Rebecca by Daphne du Maurier
If you have read Jane Eyre by Charlotte Bronte, then you would definitely enjoy Rebecca. It possesses the same gothic undertones and mystery, as well as romance. A pre-world war ii English novel, Rebecca is told in the first-person singular and traces the footsteps of a newlywed young woman who walks in the shadow of her husband’s former deceased wife. What’s fascinating is that du Maurier never gives her protagonist a name.
The Left Hand of Darkness by Ursula K. Le Guin
Science fiction is often classified as a male dominated creative realm. However, there are a few notable female writers who can level with the likes of Arthur C. Clarke and Isaac Asimov. Le Guin writes about an alien world in which its inhabitants can choose and change their gender. However, this is more than an eccentric tale with aliens in it, but an intellectual one that meditates on culture, society, and psychology.
The Ministry of Utmost Happiness by Arundhati Roy
This is a comeback for Arundhati Roy, 20 years after publishing her literary one hit wonder, God of Small Things. The story takes place in India, where Roy is from, and surrounds the journey of an intersex woman and how she navigates violence of contemporary India.

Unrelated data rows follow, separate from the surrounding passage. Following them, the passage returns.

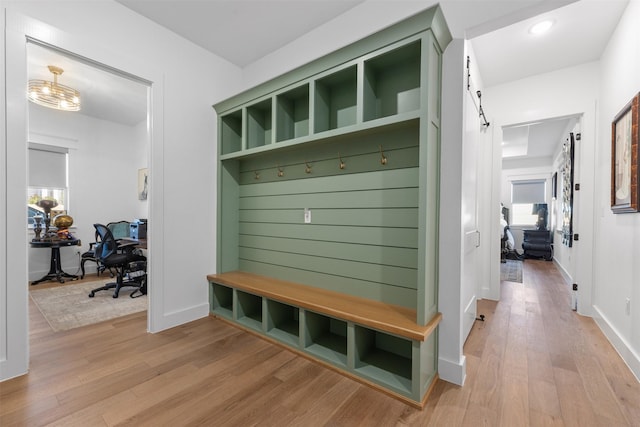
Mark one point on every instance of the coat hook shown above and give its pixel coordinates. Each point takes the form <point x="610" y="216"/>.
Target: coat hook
<point x="383" y="159"/>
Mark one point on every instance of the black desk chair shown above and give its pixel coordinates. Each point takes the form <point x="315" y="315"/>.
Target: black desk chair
<point x="120" y="230"/>
<point x="130" y="267"/>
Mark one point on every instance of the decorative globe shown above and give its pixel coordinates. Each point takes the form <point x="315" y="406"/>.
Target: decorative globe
<point x="47" y="204"/>
<point x="62" y="221"/>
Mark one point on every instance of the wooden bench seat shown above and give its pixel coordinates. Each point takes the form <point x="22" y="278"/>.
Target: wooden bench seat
<point x="389" y="318"/>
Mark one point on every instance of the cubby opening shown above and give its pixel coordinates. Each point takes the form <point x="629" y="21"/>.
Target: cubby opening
<point x="250" y="310"/>
<point x="336" y="100"/>
<point x="292" y="114"/>
<point x="222" y="300"/>
<point x="283" y="322"/>
<point x="383" y="358"/>
<point x="259" y="119"/>
<point x="392" y="83"/>
<point x="231" y="132"/>
<point x="326" y="338"/>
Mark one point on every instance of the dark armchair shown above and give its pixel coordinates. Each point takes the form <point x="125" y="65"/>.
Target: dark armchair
<point x="130" y="267"/>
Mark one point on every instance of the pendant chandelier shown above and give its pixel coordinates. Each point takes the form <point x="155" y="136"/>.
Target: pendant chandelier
<point x="52" y="94"/>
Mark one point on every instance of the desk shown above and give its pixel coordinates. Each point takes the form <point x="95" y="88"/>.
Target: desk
<point x="55" y="268"/>
<point x="140" y="243"/>
<point x="538" y="244"/>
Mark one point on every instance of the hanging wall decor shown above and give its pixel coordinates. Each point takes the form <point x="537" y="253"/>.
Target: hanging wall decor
<point x="567" y="190"/>
<point x="143" y="183"/>
<point x="624" y="158"/>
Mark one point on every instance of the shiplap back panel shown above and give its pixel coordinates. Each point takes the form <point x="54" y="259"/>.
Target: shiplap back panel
<point x="363" y="235"/>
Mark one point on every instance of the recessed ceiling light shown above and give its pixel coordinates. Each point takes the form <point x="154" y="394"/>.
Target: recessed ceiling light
<point x="541" y="27"/>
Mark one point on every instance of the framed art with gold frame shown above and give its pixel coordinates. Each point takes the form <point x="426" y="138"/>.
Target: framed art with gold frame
<point x="624" y="158"/>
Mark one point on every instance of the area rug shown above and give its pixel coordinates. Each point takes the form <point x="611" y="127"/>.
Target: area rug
<point x="68" y="307"/>
<point x="511" y="271"/>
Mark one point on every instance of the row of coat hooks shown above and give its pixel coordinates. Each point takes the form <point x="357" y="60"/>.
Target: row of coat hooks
<point x="308" y="166"/>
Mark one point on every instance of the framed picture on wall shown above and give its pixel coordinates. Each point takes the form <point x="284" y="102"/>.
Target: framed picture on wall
<point x="624" y="158"/>
<point x="143" y="183"/>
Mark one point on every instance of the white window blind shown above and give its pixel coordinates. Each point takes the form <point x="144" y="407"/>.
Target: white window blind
<point x="47" y="167"/>
<point x="530" y="191"/>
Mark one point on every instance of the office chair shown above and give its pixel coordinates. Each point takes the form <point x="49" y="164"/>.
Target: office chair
<point x="120" y="230"/>
<point x="130" y="267"/>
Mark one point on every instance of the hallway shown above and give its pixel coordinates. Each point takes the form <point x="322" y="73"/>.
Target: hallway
<point x="532" y="362"/>
<point x="535" y="362"/>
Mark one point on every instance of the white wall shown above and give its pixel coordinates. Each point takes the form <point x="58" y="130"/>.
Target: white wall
<point x="185" y="82"/>
<point x="104" y="158"/>
<point x="617" y="248"/>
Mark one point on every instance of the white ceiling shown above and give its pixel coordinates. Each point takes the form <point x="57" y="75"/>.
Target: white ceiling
<point x="509" y="53"/>
<point x="103" y="94"/>
<point x="240" y="31"/>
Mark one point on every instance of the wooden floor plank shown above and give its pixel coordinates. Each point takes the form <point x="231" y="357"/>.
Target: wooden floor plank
<point x="532" y="361"/>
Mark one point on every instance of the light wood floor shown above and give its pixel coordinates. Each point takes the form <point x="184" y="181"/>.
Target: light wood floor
<point x="532" y="362"/>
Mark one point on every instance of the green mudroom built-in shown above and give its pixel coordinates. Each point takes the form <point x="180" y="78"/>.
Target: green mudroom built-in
<point x="328" y="200"/>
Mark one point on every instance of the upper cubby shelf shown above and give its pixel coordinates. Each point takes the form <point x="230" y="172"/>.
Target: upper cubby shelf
<point x="392" y="82"/>
<point x="292" y="113"/>
<point x="367" y="84"/>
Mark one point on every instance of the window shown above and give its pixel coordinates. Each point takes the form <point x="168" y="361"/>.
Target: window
<point x="48" y="171"/>
<point x="526" y="196"/>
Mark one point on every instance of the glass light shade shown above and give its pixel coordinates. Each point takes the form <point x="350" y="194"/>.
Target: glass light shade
<point x="53" y="94"/>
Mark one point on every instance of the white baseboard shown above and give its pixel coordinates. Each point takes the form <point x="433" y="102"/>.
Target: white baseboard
<point x="176" y="318"/>
<point x="565" y="274"/>
<point x="453" y="372"/>
<point x="630" y="357"/>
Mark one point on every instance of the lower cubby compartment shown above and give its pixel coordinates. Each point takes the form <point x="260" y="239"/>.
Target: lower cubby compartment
<point x="326" y="338"/>
<point x="283" y="322"/>
<point x="384" y="359"/>
<point x="249" y="310"/>
<point x="222" y="300"/>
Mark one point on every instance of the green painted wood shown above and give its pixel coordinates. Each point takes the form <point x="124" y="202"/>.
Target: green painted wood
<point x="374" y="226"/>
<point x="393" y="237"/>
<point x="259" y="121"/>
<point x="398" y="257"/>
<point x="231" y="132"/>
<point x="292" y="113"/>
<point x="375" y="291"/>
<point x="392" y="82"/>
<point x="431" y="20"/>
<point x="386" y="198"/>
<point x="402" y="217"/>
<point x="399" y="136"/>
<point x="228" y="224"/>
<point x="335" y="103"/>
<point x="384" y="179"/>
<point x="380" y="273"/>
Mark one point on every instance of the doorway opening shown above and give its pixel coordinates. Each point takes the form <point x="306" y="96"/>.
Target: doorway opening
<point x="106" y="147"/>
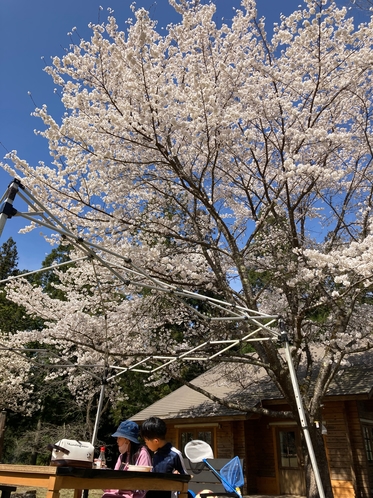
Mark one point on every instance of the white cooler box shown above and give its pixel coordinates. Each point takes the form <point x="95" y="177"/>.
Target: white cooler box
<point x="72" y="453"/>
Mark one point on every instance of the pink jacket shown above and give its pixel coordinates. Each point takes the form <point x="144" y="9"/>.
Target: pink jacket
<point x="142" y="457"/>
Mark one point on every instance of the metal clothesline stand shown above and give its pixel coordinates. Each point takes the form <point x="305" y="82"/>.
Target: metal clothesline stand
<point x="235" y="313"/>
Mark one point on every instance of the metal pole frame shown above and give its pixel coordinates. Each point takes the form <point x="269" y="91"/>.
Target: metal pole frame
<point x="236" y="313"/>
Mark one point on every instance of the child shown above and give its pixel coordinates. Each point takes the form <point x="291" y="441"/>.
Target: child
<point x="131" y="453"/>
<point x="166" y="458"/>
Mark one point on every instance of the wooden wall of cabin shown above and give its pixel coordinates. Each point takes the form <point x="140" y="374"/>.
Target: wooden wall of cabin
<point x="345" y="449"/>
<point x="260" y="458"/>
<point x="365" y="468"/>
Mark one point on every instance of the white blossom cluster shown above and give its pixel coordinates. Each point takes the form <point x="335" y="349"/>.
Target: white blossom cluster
<point x="219" y="161"/>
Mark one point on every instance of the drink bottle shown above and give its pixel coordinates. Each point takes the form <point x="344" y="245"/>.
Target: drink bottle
<point x="101" y="460"/>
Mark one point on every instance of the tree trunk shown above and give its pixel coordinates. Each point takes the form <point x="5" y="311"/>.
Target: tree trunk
<point x="2" y="430"/>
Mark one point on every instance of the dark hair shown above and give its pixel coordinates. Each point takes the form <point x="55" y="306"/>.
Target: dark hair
<point x="152" y="428"/>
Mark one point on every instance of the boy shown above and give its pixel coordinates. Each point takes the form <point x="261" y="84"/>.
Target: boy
<point x="166" y="458"/>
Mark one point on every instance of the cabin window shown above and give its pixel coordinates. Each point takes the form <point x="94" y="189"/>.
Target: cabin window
<point x="288" y="449"/>
<point x="368" y="441"/>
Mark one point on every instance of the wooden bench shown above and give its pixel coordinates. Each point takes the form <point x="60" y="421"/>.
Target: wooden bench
<point x="205" y="479"/>
<point x="6" y="490"/>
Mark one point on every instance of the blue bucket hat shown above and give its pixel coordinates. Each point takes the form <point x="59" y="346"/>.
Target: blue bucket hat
<point x="129" y="430"/>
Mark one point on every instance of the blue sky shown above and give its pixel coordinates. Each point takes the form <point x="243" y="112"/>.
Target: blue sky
<point x="32" y="29"/>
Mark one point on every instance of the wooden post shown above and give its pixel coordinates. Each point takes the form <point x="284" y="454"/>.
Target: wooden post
<point x="2" y="430"/>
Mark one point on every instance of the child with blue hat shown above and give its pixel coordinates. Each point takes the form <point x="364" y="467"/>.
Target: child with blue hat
<point x="131" y="453"/>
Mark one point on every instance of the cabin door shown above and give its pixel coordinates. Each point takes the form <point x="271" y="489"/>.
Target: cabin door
<point x="290" y="463"/>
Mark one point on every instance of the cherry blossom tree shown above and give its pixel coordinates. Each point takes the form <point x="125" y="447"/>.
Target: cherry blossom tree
<point x="221" y="161"/>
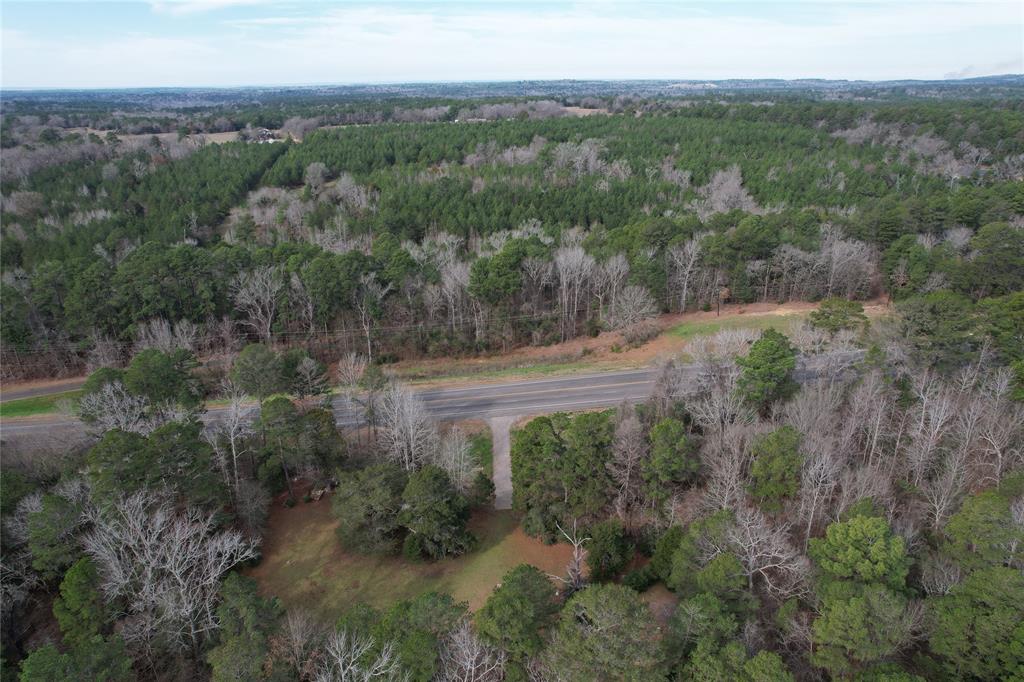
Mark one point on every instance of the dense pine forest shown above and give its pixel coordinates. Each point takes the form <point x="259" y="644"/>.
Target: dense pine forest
<point x="841" y="500"/>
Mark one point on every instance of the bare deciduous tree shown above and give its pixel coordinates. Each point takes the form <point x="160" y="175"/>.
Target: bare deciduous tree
<point x="299" y="643"/>
<point x="368" y="299"/>
<point x="408" y="434"/>
<point x="455" y="457"/>
<point x="463" y="657"/>
<point x="256" y="293"/>
<point x="573" y="579"/>
<point x="628" y="452"/>
<point x="683" y="259"/>
<point x="632" y="305"/>
<point x="228" y="435"/>
<point x="767" y="554"/>
<point x="165" y="565"/>
<point x="573" y="267"/>
<point x="114" y="408"/>
<point x="352" y="657"/>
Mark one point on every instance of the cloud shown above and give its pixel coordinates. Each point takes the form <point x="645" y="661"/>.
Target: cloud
<point x="179" y="7"/>
<point x="1011" y="66"/>
<point x="331" y="43"/>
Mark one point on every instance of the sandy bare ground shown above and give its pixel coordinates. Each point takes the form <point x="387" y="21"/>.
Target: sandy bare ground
<point x="502" y="463"/>
<point x="599" y="351"/>
<point x="36" y="388"/>
<point x="580" y="111"/>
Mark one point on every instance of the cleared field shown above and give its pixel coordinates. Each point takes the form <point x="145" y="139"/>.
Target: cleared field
<point x="43" y="405"/>
<point x="304" y="565"/>
<point x="776" y="321"/>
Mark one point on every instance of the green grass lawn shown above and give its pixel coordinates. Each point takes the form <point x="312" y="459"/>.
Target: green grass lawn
<point x="482" y="452"/>
<point x="36" y="406"/>
<point x="304" y="565"/>
<point x="706" y="327"/>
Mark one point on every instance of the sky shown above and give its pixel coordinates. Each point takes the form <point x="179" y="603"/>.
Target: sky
<point x="221" y="43"/>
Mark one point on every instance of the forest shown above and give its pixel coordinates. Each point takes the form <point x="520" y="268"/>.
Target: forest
<point x="861" y="521"/>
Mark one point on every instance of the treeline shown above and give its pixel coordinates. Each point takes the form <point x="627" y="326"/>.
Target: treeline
<point x="865" y="523"/>
<point x="467" y="237"/>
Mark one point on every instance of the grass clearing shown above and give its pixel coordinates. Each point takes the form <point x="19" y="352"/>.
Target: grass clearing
<point x="33" y="407"/>
<point x="304" y="565"/>
<point x="688" y="330"/>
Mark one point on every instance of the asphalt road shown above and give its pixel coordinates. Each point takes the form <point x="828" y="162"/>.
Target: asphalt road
<point x="517" y="398"/>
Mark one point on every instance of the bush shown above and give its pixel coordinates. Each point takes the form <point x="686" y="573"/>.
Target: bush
<point x="641" y="333"/>
<point x="481" y="492"/>
<point x="641" y="579"/>
<point x="608" y="551"/>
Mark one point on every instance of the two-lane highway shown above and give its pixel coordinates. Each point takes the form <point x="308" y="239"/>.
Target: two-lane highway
<point x="517" y="398"/>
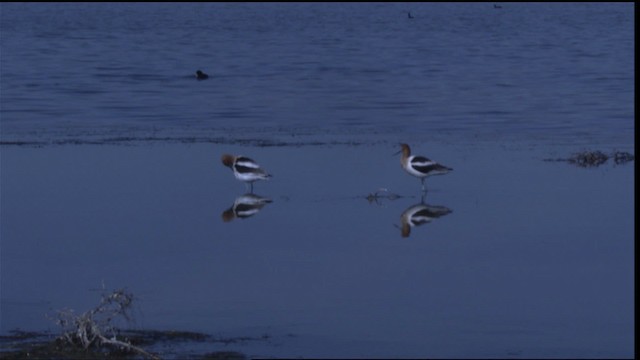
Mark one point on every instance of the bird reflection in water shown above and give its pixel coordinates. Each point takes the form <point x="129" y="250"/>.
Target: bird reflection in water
<point x="245" y="206"/>
<point x="420" y="214"/>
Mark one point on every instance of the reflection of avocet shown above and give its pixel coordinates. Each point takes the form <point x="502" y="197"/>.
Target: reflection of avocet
<point x="245" y="206"/>
<point x="420" y="214"/>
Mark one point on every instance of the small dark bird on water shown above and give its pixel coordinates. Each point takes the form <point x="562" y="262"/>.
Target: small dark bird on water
<point x="201" y="76"/>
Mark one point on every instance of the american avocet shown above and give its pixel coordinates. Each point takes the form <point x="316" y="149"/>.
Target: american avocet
<point x="420" y="214"/>
<point x="245" y="206"/>
<point x="245" y="169"/>
<point x="420" y="166"/>
<point x="201" y="76"/>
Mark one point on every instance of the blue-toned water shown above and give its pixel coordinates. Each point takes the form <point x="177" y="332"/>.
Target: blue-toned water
<point x="522" y="258"/>
<point x="535" y="71"/>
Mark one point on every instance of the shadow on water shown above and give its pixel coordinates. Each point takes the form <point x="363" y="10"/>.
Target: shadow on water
<point x="414" y="215"/>
<point x="245" y="206"/>
<point x="420" y="214"/>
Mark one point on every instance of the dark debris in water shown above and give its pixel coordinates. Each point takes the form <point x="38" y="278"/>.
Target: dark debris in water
<point x="41" y="345"/>
<point x="596" y="158"/>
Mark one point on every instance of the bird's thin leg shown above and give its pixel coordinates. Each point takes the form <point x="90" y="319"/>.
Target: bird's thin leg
<point x="424" y="190"/>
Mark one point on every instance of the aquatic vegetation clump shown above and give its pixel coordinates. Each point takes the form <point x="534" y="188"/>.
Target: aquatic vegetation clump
<point x="95" y="330"/>
<point x="596" y="158"/>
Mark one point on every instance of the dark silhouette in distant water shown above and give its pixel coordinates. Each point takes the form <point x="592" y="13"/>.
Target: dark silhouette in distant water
<point x="201" y="76"/>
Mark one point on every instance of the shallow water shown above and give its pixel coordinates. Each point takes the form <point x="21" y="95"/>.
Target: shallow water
<point x="534" y="261"/>
<point x="110" y="174"/>
<point x="531" y="71"/>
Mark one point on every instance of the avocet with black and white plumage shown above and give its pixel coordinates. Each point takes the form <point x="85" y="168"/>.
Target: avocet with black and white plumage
<point x="245" y="169"/>
<point x="420" y="166"/>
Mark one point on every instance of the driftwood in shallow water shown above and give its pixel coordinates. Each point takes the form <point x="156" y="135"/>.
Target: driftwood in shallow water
<point x="596" y="158"/>
<point x="93" y="330"/>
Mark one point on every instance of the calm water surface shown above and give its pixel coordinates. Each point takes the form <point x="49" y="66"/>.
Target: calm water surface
<point x="110" y="174"/>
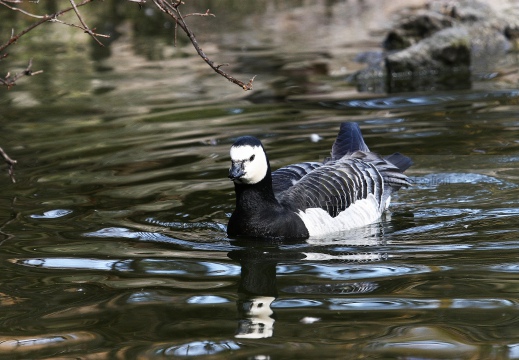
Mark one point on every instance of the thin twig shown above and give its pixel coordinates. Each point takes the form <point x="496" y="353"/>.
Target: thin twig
<point x="173" y="11"/>
<point x="11" y="81"/>
<point x="10" y="162"/>
<point x="85" y="26"/>
<point x="44" y="19"/>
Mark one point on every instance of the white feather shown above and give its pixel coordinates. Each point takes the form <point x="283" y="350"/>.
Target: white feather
<point x="256" y="169"/>
<point x="361" y="213"/>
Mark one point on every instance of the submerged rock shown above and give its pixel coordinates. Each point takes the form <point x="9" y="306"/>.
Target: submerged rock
<point x="442" y="46"/>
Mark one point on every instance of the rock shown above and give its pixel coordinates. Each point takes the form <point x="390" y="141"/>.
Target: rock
<point x="444" y="45"/>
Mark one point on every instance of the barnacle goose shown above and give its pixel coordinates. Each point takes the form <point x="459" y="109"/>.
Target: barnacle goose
<point x="352" y="188"/>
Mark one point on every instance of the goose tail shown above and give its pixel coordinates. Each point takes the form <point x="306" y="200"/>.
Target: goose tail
<point x="348" y="141"/>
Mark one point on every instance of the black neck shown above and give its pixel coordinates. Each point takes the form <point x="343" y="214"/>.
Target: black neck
<point x="248" y="196"/>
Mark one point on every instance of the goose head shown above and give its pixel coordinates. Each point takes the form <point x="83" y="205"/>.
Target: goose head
<point x="249" y="164"/>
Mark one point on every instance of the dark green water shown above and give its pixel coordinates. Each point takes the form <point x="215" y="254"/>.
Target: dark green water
<point x="113" y="241"/>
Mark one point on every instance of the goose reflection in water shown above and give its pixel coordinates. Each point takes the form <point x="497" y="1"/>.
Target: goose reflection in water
<point x="259" y="261"/>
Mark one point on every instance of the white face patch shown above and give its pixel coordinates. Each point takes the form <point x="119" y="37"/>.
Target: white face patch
<point x="253" y="161"/>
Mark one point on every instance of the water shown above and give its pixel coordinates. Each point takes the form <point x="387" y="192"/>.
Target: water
<point x="113" y="242"/>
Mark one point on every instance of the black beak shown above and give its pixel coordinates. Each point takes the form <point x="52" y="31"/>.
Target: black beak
<point x="236" y="171"/>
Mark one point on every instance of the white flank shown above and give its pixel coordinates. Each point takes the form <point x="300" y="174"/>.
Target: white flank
<point x="256" y="169"/>
<point x="361" y="213"/>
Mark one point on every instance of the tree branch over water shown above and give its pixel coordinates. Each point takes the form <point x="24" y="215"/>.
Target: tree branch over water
<point x="172" y="8"/>
<point x="169" y="7"/>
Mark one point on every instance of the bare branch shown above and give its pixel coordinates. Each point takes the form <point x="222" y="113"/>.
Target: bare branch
<point x="207" y="13"/>
<point x="85" y="26"/>
<point x="11" y="81"/>
<point x="44" y="19"/>
<point x="172" y="9"/>
<point x="10" y="162"/>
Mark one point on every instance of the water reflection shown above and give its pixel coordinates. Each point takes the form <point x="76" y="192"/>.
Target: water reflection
<point x="259" y="261"/>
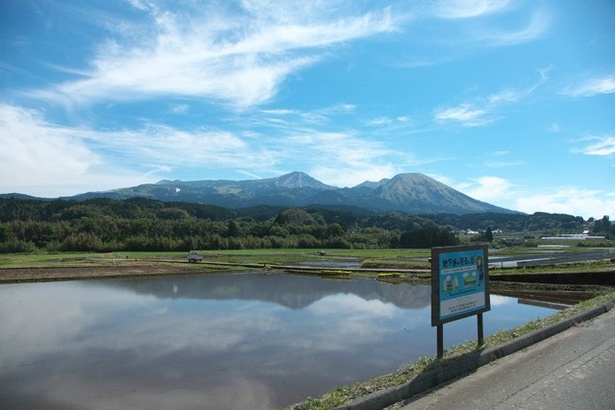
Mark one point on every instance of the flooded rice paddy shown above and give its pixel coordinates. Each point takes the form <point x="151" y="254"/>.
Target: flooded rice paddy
<point x="217" y="341"/>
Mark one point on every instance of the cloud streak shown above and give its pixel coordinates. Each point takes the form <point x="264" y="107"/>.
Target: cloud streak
<point x="593" y="86"/>
<point x="238" y="59"/>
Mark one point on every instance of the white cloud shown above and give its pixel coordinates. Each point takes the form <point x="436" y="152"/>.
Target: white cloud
<point x="239" y="59"/>
<point x="488" y="188"/>
<point x="593" y="86"/>
<point x="36" y="154"/>
<point x="467" y="114"/>
<point x="461" y="9"/>
<point x="535" y="28"/>
<point x="603" y="146"/>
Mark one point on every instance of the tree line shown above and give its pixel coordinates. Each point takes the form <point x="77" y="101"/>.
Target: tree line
<point x="140" y="224"/>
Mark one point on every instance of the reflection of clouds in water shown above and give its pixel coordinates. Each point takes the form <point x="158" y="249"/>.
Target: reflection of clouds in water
<point x="236" y="392"/>
<point x="90" y="345"/>
<point x="49" y="316"/>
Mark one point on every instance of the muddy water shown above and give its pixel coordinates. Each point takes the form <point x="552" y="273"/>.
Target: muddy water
<point x="222" y="342"/>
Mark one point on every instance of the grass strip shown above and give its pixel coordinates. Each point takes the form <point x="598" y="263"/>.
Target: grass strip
<point x="347" y="393"/>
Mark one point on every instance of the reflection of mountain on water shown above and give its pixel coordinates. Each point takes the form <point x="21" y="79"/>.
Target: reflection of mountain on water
<point x="293" y="291"/>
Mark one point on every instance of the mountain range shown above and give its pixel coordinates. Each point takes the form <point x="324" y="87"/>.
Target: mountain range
<point x="412" y="193"/>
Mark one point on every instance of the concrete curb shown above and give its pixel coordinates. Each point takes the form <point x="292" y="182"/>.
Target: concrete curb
<point x="430" y="379"/>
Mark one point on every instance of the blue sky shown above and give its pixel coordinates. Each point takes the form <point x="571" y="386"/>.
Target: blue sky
<point x="510" y="102"/>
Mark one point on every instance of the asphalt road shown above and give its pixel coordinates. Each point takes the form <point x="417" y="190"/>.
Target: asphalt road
<point x="574" y="369"/>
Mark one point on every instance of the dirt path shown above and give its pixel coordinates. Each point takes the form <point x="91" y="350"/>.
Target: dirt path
<point x="123" y="269"/>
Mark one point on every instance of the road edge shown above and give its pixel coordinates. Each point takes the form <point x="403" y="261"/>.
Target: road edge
<point x="432" y="378"/>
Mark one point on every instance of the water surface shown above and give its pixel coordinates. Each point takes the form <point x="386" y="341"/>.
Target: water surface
<point x="216" y="341"/>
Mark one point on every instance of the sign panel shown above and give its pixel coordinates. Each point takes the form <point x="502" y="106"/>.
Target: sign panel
<point x="459" y="283"/>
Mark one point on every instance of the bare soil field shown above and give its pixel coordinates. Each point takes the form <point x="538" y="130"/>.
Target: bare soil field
<point x="123" y="269"/>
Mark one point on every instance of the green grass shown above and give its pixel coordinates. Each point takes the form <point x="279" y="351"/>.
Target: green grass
<point x="347" y="393"/>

The Bell Jar by Sylvia Plath
Sylvia Plath was a significant literary figure in the American 60s who wrote prose and poetry. Plath struggled with depression her whole life, and sadly ended her life the same year The Bell Jar was published. The novel vividly describes the downward spiral that the protagonist descends into and somehow mirrors Plath’s life. Aspects of the protagonist’s life, such as sexuality, mental health, and parental relationships, are highlighted as major themes.
Kitchen by Banana Yoshimoto
Banana Yoshimoto (not her real name), is not very well-known outside of Japan, yet it is probably one of the most recognisable Japanese female writers to many. Kitchen tells the story of a woman marked by tragedy who finds solace with new improvised family and food. By food I mean making three-course meals that involve passion and expertise. Kitchen has received much appraisal in Japan as well as a nomination and an award.
Gone with the Wind by Margaret Mitchell
I just had to add this one, seeing as I enjoyed reading it so much that I read it twice. Mitchell paints an image of the South during Civil War and post-Civil War times, and does it in minute detail as well. Mitchell’s protagonist Scarlett O’Hara is undoubtedly unorthodox for her time. She is assertive, independent, and at times obnoxious, yet feminine and unashamedly lusting over a man she cannot have. In addition, the novel is fascinating in relation to how it describes the changing South.
A final note
That is only a small portion of what I can recommend. There are so many more writers I could mention: Virginia Woolf, Margaret Atwood, Chimamanda Ngozi Adichie, Julia Alvarez, etc. The list goes one, and yet very few of them are recognised in schools and by most people in general. Many men struggle to mention any female writers who they enjoyed reading partly due to not being able to relate to female-written narratives. Perhaps with the exception of The Fountainhead by Ayn Rand, men tend to disregard female writers in general. Perhaps, with more female writers in course reading lists, everyone can find something to appreciate in women authored literature.